One of the ultras was run completely on asphalt, so it was even hotter than if we were on a trail. I had several buffs that I had intended to keep cool and wear around my neck, but I saw a woman who had used it to cover her head, and she was putting ice into the buff. My husband had brought several plastic sandwich bags that we were filling with ice and putting in our hats.
A woman told me that she takes the round cold compresses and puts them in her sports bra.
I had several towels in the cooler that I could put around my neck, or use on my face.
I developed a heat rash on the backs of my legs. We had a running coach in the tent next to us, and she asked me if I wanted her to spray my legs with bio freeze. I would never have imagined that as a cure for heat rash, but it felt amazing.
We had a cooler filled with ice, water, and an electrolyte drink. The water was ice cold, and not only did it taste amazing to drink, but it was also great to put on the back of my neck.
Those are some things that helped us stay cool physically, but we all know that staying cool mentally during a run can be just as important as the physical aspect. Have you ever run a race where your performance was affected by your ability to focus and not give up despite the circumstances? I had a situation like this last Saturday.
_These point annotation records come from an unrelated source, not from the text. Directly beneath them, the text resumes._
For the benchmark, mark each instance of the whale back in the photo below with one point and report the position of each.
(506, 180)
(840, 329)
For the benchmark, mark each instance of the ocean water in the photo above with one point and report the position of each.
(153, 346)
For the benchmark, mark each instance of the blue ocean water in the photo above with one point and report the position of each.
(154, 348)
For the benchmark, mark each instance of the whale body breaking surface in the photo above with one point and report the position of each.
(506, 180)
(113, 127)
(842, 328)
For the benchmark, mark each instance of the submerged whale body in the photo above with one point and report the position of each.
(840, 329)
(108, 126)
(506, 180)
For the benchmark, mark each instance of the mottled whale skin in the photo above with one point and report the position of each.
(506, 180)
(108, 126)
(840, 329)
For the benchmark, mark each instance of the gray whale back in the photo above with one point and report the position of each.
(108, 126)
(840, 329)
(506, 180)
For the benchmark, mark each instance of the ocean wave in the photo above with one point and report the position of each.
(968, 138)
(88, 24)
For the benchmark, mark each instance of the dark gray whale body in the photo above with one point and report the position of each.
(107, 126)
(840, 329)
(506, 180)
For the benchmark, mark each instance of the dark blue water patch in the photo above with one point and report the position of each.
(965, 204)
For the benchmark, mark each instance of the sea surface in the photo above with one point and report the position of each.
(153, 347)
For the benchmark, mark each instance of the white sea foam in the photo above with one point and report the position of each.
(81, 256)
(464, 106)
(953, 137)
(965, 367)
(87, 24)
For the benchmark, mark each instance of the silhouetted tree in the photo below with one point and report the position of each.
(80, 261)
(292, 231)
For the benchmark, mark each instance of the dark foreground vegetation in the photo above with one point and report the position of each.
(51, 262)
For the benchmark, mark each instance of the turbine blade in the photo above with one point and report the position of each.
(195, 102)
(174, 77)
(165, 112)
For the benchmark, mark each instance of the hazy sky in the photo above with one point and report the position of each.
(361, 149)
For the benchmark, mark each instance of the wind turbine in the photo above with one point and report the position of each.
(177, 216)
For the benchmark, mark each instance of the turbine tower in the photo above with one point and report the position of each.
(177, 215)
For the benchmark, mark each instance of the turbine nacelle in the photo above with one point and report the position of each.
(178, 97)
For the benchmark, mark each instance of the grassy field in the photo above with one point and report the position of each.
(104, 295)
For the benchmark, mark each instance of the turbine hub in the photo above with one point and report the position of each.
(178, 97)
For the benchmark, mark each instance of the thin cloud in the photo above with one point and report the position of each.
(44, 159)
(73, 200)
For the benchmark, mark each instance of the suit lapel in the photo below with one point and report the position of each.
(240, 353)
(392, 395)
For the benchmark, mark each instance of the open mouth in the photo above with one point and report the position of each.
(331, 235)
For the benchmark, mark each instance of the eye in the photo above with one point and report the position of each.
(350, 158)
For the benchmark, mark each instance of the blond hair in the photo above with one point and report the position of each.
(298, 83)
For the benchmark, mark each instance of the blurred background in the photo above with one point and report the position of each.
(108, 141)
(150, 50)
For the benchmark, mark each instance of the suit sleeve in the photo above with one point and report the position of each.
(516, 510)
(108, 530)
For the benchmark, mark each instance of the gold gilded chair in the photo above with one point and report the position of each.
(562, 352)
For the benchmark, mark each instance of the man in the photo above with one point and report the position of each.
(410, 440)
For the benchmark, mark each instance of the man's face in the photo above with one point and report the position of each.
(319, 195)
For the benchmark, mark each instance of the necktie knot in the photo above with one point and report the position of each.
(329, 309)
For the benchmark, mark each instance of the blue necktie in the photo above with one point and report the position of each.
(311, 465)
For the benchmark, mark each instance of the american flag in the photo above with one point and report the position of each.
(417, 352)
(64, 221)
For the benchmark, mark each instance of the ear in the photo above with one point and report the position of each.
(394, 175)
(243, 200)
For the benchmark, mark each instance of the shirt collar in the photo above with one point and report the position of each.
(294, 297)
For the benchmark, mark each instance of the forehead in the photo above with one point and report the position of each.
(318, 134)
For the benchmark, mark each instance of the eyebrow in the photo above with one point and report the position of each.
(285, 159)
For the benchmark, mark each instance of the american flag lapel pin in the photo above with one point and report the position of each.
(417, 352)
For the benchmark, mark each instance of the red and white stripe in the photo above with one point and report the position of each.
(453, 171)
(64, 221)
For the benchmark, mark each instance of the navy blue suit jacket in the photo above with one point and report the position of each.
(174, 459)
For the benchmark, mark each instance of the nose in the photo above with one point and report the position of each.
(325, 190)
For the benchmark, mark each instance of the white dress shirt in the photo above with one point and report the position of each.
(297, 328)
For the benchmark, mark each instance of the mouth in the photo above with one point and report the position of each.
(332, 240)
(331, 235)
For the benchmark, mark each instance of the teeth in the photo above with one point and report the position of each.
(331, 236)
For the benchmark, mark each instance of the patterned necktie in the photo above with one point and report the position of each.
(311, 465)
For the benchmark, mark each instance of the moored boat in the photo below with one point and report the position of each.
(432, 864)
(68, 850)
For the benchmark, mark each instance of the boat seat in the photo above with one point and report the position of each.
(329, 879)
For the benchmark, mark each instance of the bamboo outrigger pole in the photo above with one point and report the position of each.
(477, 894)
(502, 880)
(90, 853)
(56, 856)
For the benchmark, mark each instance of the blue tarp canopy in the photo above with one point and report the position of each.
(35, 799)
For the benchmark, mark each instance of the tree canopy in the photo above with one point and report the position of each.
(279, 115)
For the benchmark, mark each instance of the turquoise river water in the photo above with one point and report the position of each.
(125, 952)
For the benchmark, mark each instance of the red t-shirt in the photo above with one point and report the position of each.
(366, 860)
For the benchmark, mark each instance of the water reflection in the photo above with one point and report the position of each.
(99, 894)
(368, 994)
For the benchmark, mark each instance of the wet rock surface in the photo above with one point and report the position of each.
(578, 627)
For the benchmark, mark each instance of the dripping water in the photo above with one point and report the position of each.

I race regularly with my friend Raleigh. We meet at the local grocery store and ride together. Usually, one of us sends a quick text to say something like, “Are you ready to run?” On Saturday, I did not send a text. I arrived at the grocery store and waited. Several minutes after our meeting time I texted Raleigh to see what was wrong. He texted back to say his alarm had not gone off. He made it in record time and we headed off to the race. When we turned into the park there was a long line of cars. We parked a mile away and then hurried to pick up our bibs. We had ten minutes until race time, but after 40 minutes in the car, I needed to use the bathroom even though the line was long. As I came out a man said the race had just started, so I sprinted to the start line. There were 2,000 people at the race, and I started dead last. The 2,000 people were all trying to fit on a tiny sidewalk, so to pass people I often had to run off the path in the mud and puddles. There was a woman walking with a cane, and as I passed her she swung the cane behind her and almost hit me in the knees. At one point, I thought that I should just accept that there were too many people and I had started too late, but then I decided to have fun and do my best. At mile two the crowds finally thinned a bit and I only had to dodge around people here and there. There were dogs, strollers, small children, and lots of mud and puddles, but it was fun to see everyone having fun. By some miracle, I came in first in my age group! It pays to stay cool even when things don’t look too promising.